El ejército nórdico llegó antes;
desembarcó en el Humber en septiembre y batió a las primeras fuerzas locales
alistadas para resistirlo. Harold Godwinson marchó hacia el norte con un
ejército sajón, y venció decisivamente a los vikingos en Stamford Bridge, cerca
de York, el 25 de septiembre de 1066. Tostig y Hardraada, de más de d9s metros
de altura y héroe de las guerras vikingas, murieron en la batalla, y pocos
fueron los vikingos que sobrevivieron.
Mientras descansaba en York,
Harold tuvo noticias de que Guillermo había desembarcado en Pevensey el 28 de
septiembre, con un ejército de normandos. El fatigado ejército sajón volvió
entonces a partir en marchas forzadas hacia el sur.
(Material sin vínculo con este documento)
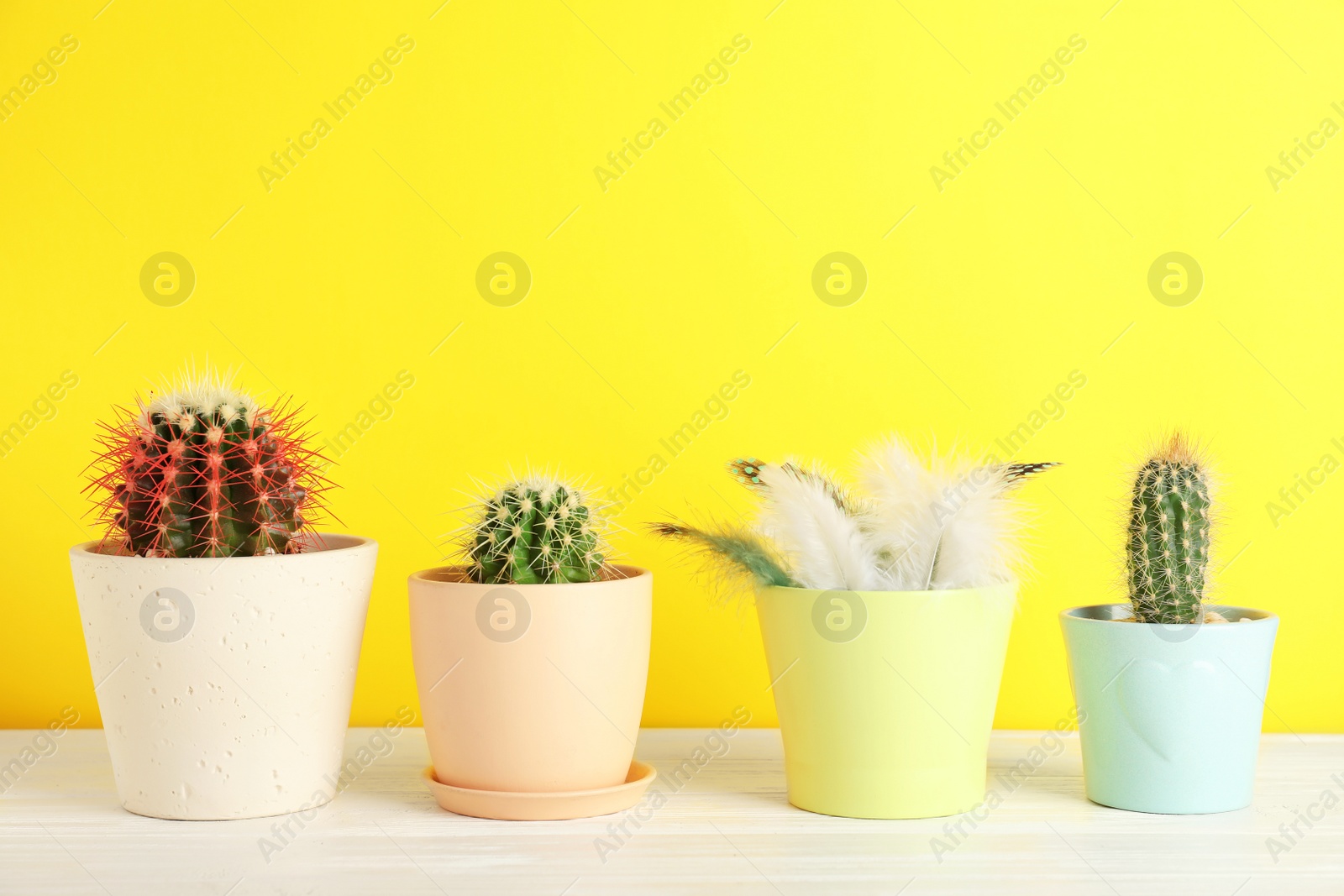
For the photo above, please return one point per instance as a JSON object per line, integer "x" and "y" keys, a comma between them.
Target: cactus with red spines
{"x": 203, "y": 470}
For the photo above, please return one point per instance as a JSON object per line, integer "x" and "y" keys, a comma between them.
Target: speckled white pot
{"x": 232, "y": 703}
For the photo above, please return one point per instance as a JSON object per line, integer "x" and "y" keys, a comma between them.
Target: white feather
{"x": 905, "y": 531}
{"x": 980, "y": 527}
{"x": 824, "y": 546}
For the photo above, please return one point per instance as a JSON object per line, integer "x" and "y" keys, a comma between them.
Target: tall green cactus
{"x": 535, "y": 531}
{"x": 1168, "y": 537}
{"x": 205, "y": 472}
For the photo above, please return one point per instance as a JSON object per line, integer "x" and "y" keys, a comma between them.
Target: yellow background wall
{"x": 651, "y": 289}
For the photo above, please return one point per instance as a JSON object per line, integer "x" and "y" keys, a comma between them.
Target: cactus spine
{"x": 205, "y": 472}
{"x": 535, "y": 531}
{"x": 1168, "y": 537}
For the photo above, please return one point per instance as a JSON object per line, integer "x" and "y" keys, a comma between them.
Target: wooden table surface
{"x": 732, "y": 826}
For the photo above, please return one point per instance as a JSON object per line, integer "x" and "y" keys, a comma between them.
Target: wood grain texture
{"x": 726, "y": 826}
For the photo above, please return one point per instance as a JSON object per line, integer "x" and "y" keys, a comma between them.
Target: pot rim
{"x": 428, "y": 577}
{"x": 1014, "y": 584}
{"x": 1072, "y": 614}
{"x": 338, "y": 540}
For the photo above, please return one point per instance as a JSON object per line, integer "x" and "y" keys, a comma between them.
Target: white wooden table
{"x": 730, "y": 828}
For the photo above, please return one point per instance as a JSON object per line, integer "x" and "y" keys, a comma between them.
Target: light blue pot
{"x": 1169, "y": 715}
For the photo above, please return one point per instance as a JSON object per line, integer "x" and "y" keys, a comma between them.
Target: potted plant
{"x": 1171, "y": 688}
{"x": 885, "y": 621}
{"x": 222, "y": 631}
{"x": 531, "y": 658}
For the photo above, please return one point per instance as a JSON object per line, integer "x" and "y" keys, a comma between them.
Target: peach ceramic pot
{"x": 225, "y": 684}
{"x": 531, "y": 688}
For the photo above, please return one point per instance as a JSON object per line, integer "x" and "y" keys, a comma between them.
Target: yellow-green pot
{"x": 886, "y": 699}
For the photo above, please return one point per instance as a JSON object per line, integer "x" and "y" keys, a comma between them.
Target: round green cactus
{"x": 1169, "y": 537}
{"x": 535, "y": 531}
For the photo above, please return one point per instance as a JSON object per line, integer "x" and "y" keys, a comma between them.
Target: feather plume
{"x": 819, "y": 530}
{"x": 904, "y": 493}
{"x": 980, "y": 528}
{"x": 736, "y": 558}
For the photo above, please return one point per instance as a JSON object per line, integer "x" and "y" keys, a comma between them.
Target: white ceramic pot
{"x": 225, "y": 684}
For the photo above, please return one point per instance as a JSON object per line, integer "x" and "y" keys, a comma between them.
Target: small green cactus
{"x": 1168, "y": 537}
{"x": 535, "y": 531}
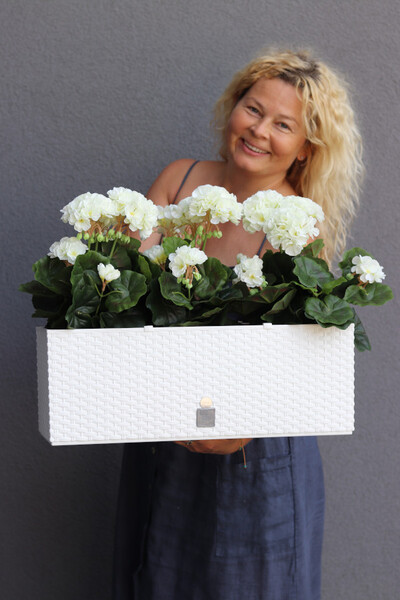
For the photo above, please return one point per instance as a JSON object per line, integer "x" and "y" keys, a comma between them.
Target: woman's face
{"x": 265, "y": 132}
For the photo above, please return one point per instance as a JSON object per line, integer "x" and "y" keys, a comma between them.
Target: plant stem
{"x": 113, "y": 248}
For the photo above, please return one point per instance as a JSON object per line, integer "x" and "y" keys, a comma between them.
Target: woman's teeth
{"x": 253, "y": 148}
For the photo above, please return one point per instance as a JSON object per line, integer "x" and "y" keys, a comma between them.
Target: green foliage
{"x": 299, "y": 289}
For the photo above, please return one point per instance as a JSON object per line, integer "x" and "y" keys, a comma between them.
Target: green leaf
{"x": 120, "y": 258}
{"x": 172, "y": 290}
{"x": 312, "y": 272}
{"x": 372, "y": 294}
{"x": 133, "y": 244}
{"x": 330, "y": 311}
{"x": 277, "y": 266}
{"x": 361, "y": 340}
{"x": 281, "y": 305}
{"x": 171, "y": 244}
{"x": 164, "y": 313}
{"x": 214, "y": 276}
{"x": 125, "y": 291}
{"x": 271, "y": 293}
{"x": 35, "y": 288}
{"x": 88, "y": 263}
{"x": 133, "y": 317}
{"x": 328, "y": 287}
{"x": 53, "y": 274}
{"x": 346, "y": 262}
{"x": 85, "y": 300}
{"x": 144, "y": 267}
{"x": 313, "y": 248}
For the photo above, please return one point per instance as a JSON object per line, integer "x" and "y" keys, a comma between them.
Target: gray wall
{"x": 97, "y": 93}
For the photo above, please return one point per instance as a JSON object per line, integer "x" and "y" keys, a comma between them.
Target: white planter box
{"x": 132, "y": 385}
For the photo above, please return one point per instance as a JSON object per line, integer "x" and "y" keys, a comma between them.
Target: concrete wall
{"x": 97, "y": 93}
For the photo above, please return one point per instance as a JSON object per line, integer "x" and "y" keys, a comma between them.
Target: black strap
{"x": 184, "y": 179}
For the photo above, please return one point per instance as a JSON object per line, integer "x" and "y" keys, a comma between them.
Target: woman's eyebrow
{"x": 280, "y": 116}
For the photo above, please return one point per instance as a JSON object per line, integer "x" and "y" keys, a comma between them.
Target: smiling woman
{"x": 265, "y": 133}
{"x": 194, "y": 521}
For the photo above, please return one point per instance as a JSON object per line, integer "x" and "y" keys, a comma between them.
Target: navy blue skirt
{"x": 202, "y": 527}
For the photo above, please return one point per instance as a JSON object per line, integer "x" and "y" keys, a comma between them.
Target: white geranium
{"x": 369, "y": 270}
{"x": 140, "y": 213}
{"x": 171, "y": 218}
{"x": 311, "y": 208}
{"x": 156, "y": 254}
{"x": 88, "y": 208}
{"x": 290, "y": 228}
{"x": 217, "y": 202}
{"x": 249, "y": 270}
{"x": 185, "y": 257}
{"x": 107, "y": 273}
{"x": 288, "y": 221}
{"x": 258, "y": 210}
{"x": 67, "y": 249}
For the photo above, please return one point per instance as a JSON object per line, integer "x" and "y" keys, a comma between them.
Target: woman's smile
{"x": 265, "y": 133}
{"x": 253, "y": 149}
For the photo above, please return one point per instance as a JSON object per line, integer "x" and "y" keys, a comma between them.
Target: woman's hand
{"x": 214, "y": 446}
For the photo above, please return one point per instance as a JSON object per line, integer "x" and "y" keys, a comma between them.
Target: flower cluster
{"x": 249, "y": 270}
{"x": 288, "y": 221}
{"x": 198, "y": 216}
{"x": 139, "y": 212}
{"x": 369, "y": 270}
{"x": 108, "y": 282}
{"x": 67, "y": 249}
{"x": 120, "y": 210}
{"x": 183, "y": 263}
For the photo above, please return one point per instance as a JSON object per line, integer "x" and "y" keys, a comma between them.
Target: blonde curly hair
{"x": 331, "y": 174}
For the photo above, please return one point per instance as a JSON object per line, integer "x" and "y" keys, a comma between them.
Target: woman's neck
{"x": 244, "y": 185}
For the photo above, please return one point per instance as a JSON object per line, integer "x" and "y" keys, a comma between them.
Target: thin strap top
{"x": 184, "y": 179}
{"x": 183, "y": 183}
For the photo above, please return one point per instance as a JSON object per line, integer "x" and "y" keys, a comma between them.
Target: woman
{"x": 193, "y": 524}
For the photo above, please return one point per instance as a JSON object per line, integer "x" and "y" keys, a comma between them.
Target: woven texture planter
{"x": 147, "y": 384}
Si bien no se sabe con
exactitud cuál era la fuerza de los dos ejércitos, se cree que cuando el 14 de
octubre se enfrentaron en Senlac Hill, cerca de Hastings, eran casi iguales en
número.
Un tercio de los hombres de Harold
eran housecarls, veteranos a sueldo muy bien armados con lanzas, espadas
y grandes hachas. El resto era el fyrd, la milicia local, muy inferior en
armas y pericia. Harold condujo su infantería a lo largo de una colina en
apretada muralla protectora”, dispuesto a librar una batalla defensiva. Es
posible que hayan levantado rápidamente un cerco de arbustos y matorrales.
Guillermo hizo subir a sus hombres a través del pequeño valle, con los arqueros
al frente, detrás de los lanceros acorazados a pie, y los caballeros montados
—alrededor de un tercio de su fuerza— en última línea.
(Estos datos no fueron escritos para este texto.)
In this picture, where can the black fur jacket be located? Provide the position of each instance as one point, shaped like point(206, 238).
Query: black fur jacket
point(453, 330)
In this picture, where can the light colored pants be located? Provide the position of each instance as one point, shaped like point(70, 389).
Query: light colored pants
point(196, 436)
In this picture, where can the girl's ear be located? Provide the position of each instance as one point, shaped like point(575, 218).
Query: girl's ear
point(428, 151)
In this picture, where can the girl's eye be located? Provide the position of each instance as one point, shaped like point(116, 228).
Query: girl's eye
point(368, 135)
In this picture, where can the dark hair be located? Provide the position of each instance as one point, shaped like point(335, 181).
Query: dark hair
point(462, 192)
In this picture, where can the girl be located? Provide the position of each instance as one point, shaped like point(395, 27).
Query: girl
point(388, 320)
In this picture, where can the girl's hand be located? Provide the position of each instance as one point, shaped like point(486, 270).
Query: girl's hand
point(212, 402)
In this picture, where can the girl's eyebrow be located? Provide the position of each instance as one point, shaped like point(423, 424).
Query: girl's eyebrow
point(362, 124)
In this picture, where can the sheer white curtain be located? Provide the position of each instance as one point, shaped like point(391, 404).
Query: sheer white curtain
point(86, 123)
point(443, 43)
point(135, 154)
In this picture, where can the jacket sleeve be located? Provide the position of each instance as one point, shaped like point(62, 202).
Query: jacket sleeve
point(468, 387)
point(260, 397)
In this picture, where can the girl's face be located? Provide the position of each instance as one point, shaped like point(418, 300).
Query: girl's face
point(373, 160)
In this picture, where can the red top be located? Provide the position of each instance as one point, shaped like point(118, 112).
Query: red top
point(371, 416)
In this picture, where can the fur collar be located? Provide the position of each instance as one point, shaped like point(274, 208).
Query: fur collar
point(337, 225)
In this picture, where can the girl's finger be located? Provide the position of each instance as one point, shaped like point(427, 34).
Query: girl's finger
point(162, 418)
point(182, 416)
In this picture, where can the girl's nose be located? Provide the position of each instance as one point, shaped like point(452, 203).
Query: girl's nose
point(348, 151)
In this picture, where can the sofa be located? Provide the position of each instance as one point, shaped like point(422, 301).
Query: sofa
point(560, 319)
Tenían que atravesar terrenos
pantanosos y atacar subiendo la colina para poder alcanzar a los sajones. La
ofensiva normanda se produjo a la mañana temprano, pero fue fácilmente rechazada
y el combate siguió todo el día. El rey y el duque conducían personalmente sus
tropas, demostrando gran bravura. Oleada tras oleada de infantería y caballería
normanda cargaban colina arriba, pero una y otra vez caían, dejando pilas de
muertos y heridos a lo largo de la inconmovible muralla protectora. Hacia el
final de la tarde la batalla podía tomar cualquier - rumbo: los normandos
.estaban cansados, los sajones agotados y tan estrechamente comprimidos que
mantenían a sus muertos de pie en medio del apiñamiento.
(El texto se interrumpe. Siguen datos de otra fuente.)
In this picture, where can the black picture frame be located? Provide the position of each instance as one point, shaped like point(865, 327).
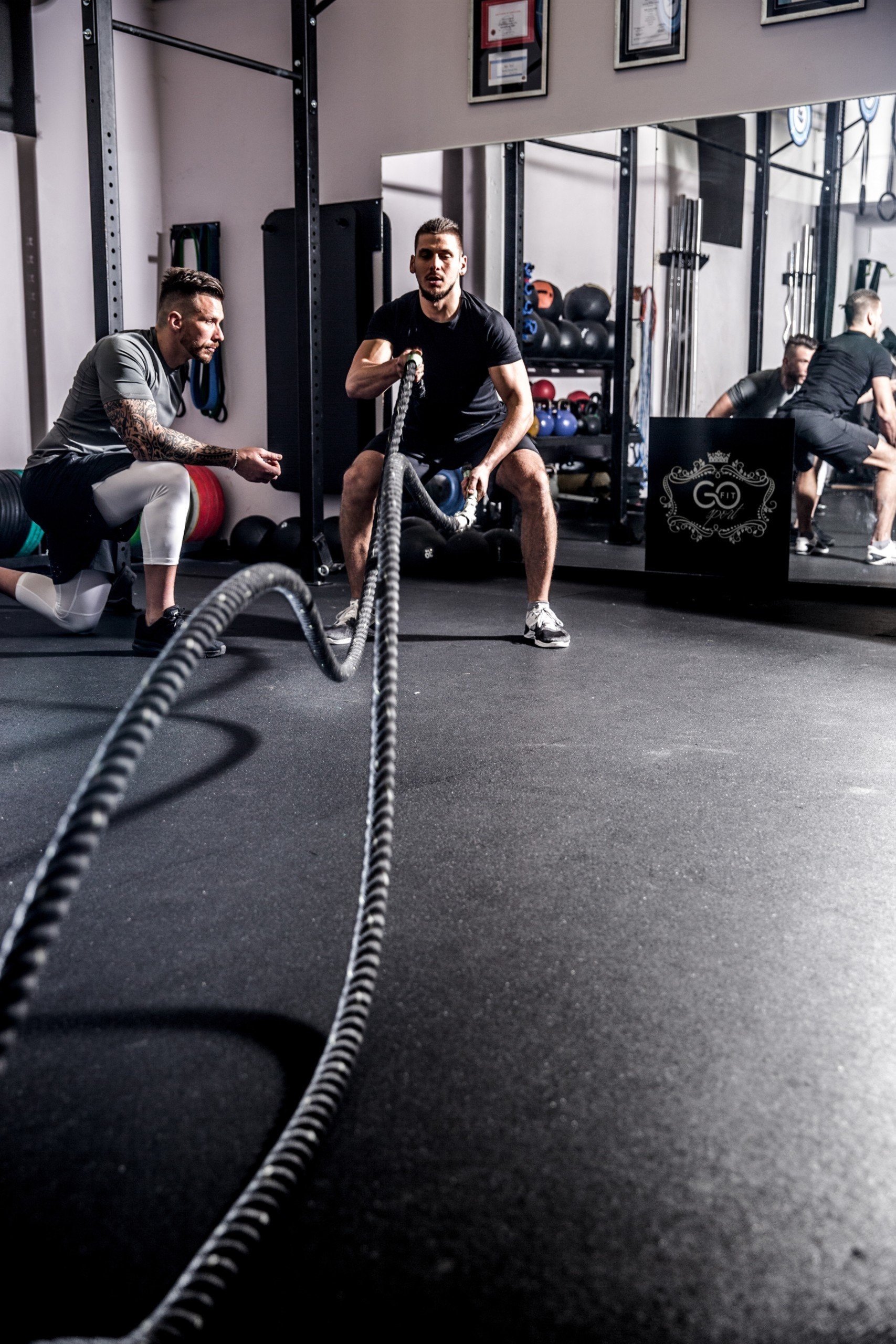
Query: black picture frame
point(508, 50)
point(782, 11)
point(650, 33)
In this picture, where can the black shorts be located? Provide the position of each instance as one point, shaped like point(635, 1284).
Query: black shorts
point(469, 452)
point(58, 495)
point(832, 438)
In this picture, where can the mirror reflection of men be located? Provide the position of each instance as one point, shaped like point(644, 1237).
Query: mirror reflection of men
point(112, 457)
point(762, 394)
point(476, 413)
point(842, 371)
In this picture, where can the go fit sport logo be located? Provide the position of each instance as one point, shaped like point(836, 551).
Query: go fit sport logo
point(724, 496)
point(731, 502)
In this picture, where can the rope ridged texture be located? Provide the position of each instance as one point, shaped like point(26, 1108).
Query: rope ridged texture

Por dos veces, los indisciplinados
hombres del fyrd habían abandonado sus posiciones para dar caza a los
normandos colina abajo a medida que retrocedían —bien fuera derrotados de verdad
o pretendiendo estarlo— y habían sido derribados al descubierto, pero los
housecarls se mantenían como una roca en el centro. Por fin, cuando el sol
descendía en el cielo, Guillermo intentó el último esfuerzo. Envió a sus
arqueros adelante y ordenó disparar en ángulo elevado, arrojando las flechas
casi verticalmente sobre las filas sajonas. A medida que las murallas
protectoras se tambaleaban, sus caballeros volvieron a la carga por última vez.
La muralla se quebró, los sajones, batidos en pequeños grupos, fueron hechos
trizas.
Harold murió combatiendo al pie de
sus estandartes gemelos, y con él murieron muchos de sus housecarls. A la
caída de la noche, Guillermo era, efectivamente, dueño de Inglaterra.